I am happy to report that Manchester and Reid’s The Last Lion: Winston Spencer Churchill, Defender of the Realm, 1940-1965 (Little, Brown and Company ISBN 978-0-316-54770-3) has completed the banquet begun so long ago. Here is a volume that easily matches the other two in its breadth of history and in its finely-wrought picture of the great man himself.
In terms of its history, one great strength of the book is its account of Great Britain in 1940. Consequences in history may seem inevitable in hindsight, but after reading the first three hundred pages of this book, we truly realize how close England came to invasion and to losing the war. Because of their fine use of detail to underline their major points, and because both writers are deeply interested in human nature as well as events, we follow the history of 1940 as we might read a story: the German attacks, the collapse of the French, Dunkirk, England alone, the horrendous bombardments that raked London night after night, the staggering loss of ships and men in the North Atlantic, the desperation felt by the British as they prepared to meet — some of them armed with pikes — a full-scale invasion of their island.
At the center of all this mess stood Churchill. Later, when asked the year of his life that meant the most to him, he replied, “1940 — always 1940.” He was 65 when he became prime minister, an age when most men begin slowing down, but “everyone who had been around him in 1940 remembered the Old Man’s astonishing, unflagging energy.” Of him that year, Reid and Manchester write:
“To the British public, he had become the ultimate Englishman, an embodiment of the bulldog breed, with the pugnacious set of his jaw, the challenging tilt of his cigar, his stovepipe hat … He himself had always ignored dietary rules, and rarely paid a penalty for it, and he drank whatever he wanted, usually alcohol, whenever he wanted it, which was often.”
Both biographers are quick to point out Churchill’s flaws: his dominance of conversations; his lack of administrative skills; his quick temper (coupled often, however, with a strong sense of chagrin); his penchant for projects and special operations.
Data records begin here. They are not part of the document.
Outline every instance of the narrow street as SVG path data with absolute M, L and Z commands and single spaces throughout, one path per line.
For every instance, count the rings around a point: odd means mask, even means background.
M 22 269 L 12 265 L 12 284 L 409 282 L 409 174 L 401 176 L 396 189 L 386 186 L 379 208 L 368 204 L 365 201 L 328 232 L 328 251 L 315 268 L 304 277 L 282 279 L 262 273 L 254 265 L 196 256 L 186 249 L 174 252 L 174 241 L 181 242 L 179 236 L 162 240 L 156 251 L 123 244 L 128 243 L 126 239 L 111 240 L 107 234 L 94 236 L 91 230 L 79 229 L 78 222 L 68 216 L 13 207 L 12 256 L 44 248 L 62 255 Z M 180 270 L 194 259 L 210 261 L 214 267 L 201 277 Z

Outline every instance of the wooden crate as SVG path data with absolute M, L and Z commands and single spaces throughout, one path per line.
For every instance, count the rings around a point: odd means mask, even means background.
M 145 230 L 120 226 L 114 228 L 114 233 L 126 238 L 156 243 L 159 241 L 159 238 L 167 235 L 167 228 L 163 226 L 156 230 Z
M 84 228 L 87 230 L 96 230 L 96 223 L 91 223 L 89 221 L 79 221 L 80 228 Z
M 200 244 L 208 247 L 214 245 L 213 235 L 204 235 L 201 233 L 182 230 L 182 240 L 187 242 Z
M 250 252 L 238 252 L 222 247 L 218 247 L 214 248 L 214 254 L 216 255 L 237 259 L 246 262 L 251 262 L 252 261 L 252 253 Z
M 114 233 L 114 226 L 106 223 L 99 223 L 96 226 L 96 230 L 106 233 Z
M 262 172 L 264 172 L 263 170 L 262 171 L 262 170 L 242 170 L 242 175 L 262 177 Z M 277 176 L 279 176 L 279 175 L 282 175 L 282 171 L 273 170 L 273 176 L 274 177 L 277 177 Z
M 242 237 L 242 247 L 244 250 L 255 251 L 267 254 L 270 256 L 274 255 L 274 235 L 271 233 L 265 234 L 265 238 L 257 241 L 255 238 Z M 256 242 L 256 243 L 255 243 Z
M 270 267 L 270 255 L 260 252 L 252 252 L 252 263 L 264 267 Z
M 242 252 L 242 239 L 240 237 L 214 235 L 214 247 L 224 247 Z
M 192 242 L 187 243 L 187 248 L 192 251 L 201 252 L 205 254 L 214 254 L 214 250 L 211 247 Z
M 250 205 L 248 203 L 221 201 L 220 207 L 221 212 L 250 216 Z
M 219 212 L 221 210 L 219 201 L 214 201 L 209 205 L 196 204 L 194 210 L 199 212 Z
They also reveal his several efforts to lure the United States into a war. Men with long public careers are bound to make both enemies and mistakes, and Reid and Manchester don’t shy away from exposing those of Churchill.
The philosopher and critic George Santayana famously said, “Those who cannot remember the past are condemned to repeat it.” We can learn from the examples of history, though we must be careful how we apply what we learn. We may also — and this is, I think, a great gift of history and biography — take solace from the past. The struggles of others, the trials of great and common men, can grant us the comfort and courage we require to confront our own misfortunes, public and private.
If nothing else, The Last Lion, now brought to completion, teaches us some of these lessons. It gives us a man who faced a dozen great ordeals in his own life and how he fought back, sometimes against great odds, with determination, pluck, and humor. If nothing else, Winston Churchill reminds us — and we need these reminders — that life was meant to be lived with grit and passion.